MCP is for external APIs that require custom authentication, local system resources that need a dedicated process, or tool interfaces that don't map cleanly to Claude's native tool set. If you're reaching for MCP because it feels cleaner than Markdown, reconsider. The operational overhead is real.

Your situation Recommended pattern
Domain knowledge, conventions, best practices Skills only
Domain knowledge + explicit user actions Skills + Commands (the default)
Complex multi-phase workflows Full-featured (Skills + Commands + Agents)
Full platform coverage (10+ domains) SaaS Pack
External API or system resource access MCP Server

How many skills?

Start with one. The majority of the marketplace (47.6%) proves that single-skill plugins are complete, useful, and well-regarded. Add a second skill only when you have a genuine primary/secondary split in your capability. Resist the temptation to bundle loosely related skills — that's what categories and packs are for.

The 30-skill mega-plugins exist because SaaS packs need comprehensive coverage. That context is specific. If you're not building a SaaS pack, you almost certainly don't need 30 skills.

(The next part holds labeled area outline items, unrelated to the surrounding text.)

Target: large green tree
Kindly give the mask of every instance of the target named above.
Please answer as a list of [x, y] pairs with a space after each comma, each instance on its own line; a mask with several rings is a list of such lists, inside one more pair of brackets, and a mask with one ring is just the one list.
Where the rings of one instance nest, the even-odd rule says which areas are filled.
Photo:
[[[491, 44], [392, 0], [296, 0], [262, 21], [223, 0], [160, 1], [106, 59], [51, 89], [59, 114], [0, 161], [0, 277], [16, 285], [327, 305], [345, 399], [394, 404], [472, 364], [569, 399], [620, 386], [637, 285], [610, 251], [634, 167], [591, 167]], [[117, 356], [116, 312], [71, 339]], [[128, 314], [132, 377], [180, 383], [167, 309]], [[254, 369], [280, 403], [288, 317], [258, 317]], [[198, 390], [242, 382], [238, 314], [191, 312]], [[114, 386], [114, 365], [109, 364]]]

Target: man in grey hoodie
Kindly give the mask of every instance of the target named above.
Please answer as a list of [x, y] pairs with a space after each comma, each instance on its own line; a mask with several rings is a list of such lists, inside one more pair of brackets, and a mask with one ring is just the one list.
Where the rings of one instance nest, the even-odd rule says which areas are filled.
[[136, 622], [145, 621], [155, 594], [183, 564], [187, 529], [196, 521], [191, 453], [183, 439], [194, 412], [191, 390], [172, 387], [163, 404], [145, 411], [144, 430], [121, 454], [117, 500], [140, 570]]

The composition taxonomy isn't a hierarchy where full-featured plugins are better than simple ones. A focused single-skill plugin that activates precisely and never fires when it shouldn't is more valuable than a sprawling full-featured plugin that tries to do everything. The patterns that dominate the marketplace — Skills + Commands, single-skill focus, minimal plugin.json — reflect 315 authors converging on the same practical conclusions about what actually works.

When in doubt, the default is Skills + Commands with one skill. You can always add more later. Taking things away is harder.